Unless you do actually go to a train station adorned in an anorak with a thermos, sandwiches and a note book to watch locomotives going in and out, you probably have a fairly low opinion of trainspotters.
Well, you shouldn't have, because you are one, and don't let the fact that you don't actually, you know, spot trains, fool you. We all have our moments where our choice of past-time would cause others to look down noses at us, and if you are reading this, then you probably love cricket. And this makes you a de facto trainspotter, like it or not.
I spent my day yesterday (Sunday, 18th September) playing in the traditional end of season game at McGrath Park in Bagenalstown against the Leprechauns. For the uninitiated, the Leps are a team of Cricket Leinster luminaries who drink a great deal of beer and occasionally play a bit of cricket. They are old school cricketers, and the on pitch battle is good humoured but keenly fought.
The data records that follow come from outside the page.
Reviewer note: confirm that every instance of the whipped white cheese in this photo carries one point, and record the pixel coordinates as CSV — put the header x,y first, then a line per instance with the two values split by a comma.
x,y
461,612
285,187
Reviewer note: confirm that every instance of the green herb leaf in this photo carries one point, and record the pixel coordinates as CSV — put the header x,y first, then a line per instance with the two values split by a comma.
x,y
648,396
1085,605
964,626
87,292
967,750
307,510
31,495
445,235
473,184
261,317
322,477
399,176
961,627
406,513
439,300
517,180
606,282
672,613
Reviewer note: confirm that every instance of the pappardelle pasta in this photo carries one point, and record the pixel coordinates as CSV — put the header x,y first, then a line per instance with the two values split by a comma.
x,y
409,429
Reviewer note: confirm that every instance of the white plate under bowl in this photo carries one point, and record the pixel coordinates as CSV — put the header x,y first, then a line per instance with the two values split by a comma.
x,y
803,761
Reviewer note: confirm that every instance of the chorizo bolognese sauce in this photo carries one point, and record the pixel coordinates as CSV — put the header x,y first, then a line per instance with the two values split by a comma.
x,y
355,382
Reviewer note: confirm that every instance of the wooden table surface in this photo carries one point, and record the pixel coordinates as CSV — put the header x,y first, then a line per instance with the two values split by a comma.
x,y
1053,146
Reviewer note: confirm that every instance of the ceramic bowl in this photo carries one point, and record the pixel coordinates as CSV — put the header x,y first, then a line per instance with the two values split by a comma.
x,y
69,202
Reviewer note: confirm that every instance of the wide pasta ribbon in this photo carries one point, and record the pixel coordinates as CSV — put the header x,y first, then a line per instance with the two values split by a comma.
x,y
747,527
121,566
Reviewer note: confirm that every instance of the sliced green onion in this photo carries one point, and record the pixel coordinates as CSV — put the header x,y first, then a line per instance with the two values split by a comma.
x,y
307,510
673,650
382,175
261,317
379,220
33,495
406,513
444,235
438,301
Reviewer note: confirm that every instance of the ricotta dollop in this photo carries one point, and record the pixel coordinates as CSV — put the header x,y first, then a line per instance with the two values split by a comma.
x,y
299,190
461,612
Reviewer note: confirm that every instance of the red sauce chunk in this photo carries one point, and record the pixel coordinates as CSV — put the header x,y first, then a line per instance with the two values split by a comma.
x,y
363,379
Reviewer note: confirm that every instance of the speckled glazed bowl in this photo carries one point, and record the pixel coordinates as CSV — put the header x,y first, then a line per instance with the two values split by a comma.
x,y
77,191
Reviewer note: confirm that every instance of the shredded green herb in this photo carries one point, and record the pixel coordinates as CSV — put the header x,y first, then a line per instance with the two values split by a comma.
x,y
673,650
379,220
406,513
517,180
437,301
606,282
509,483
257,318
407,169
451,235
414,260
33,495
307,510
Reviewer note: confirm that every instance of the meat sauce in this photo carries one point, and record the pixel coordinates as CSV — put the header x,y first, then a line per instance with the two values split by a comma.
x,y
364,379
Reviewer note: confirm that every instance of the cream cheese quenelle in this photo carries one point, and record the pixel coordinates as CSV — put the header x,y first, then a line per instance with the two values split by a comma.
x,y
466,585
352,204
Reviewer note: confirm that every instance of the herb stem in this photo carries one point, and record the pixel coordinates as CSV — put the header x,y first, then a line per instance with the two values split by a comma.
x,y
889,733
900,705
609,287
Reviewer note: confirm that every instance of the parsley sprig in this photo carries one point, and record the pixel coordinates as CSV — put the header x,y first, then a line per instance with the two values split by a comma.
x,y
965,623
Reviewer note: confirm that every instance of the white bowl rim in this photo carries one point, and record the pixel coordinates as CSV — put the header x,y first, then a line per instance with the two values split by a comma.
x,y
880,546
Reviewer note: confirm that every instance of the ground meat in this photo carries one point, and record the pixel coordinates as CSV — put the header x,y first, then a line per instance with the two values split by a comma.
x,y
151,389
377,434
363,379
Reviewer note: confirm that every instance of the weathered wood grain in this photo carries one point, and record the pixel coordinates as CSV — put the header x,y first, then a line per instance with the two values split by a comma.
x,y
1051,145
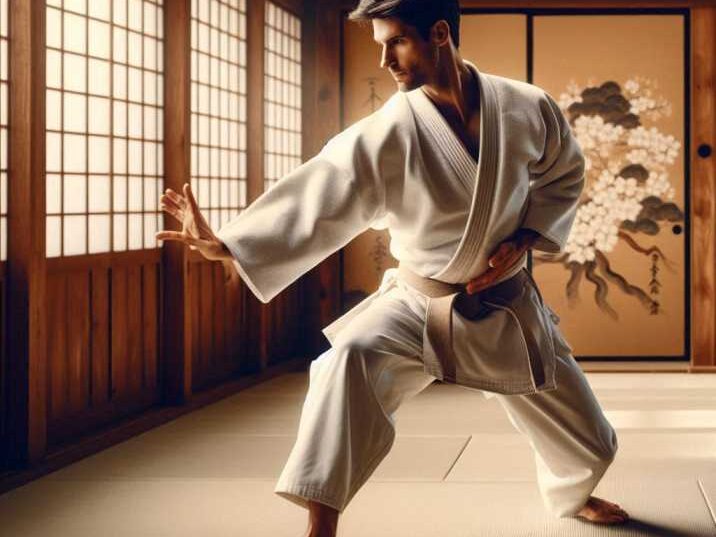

Yesterday was more than a little rain-affected. Usually, the Leps (who, oddly enough, always seem to win the toss and bat) will dig in for 50, maybe 60 overs, and declare, giving the home team a fighting chance of chasing down the total, albeit with considerably less overs. The precipitation put pay to any such plans yesterday, and whilst we battled gamely on through the ever increasing moisture, the game was halted with 106/5 on the board after 28 overs. It would be nearly four hours before play could resume, and had this been any other game, we would have all given up and gone to the boozer of choice or home.
Four hours is a long time to be sitting in our somewhat spartan pavilion.
Taking a break from spouting my grandiose theories on the nature of existence with a team-mate who chain-smoked and looked around desperately for someone to bail him out whilst I prattled on, I popped into the home dressing room, and found half of my team-mates engrossed in the pile of score books that sit on top of the press in the corner. Our youngest player - a mere 16 - was fascinated by these tales of cricketing yesteryears (some go back to the 1940s), and he sat there, reading out scores and going through batting line-ups. And he was far from alone. Everyone had a book in front of them.
Like I said: we are all of us trainspotters.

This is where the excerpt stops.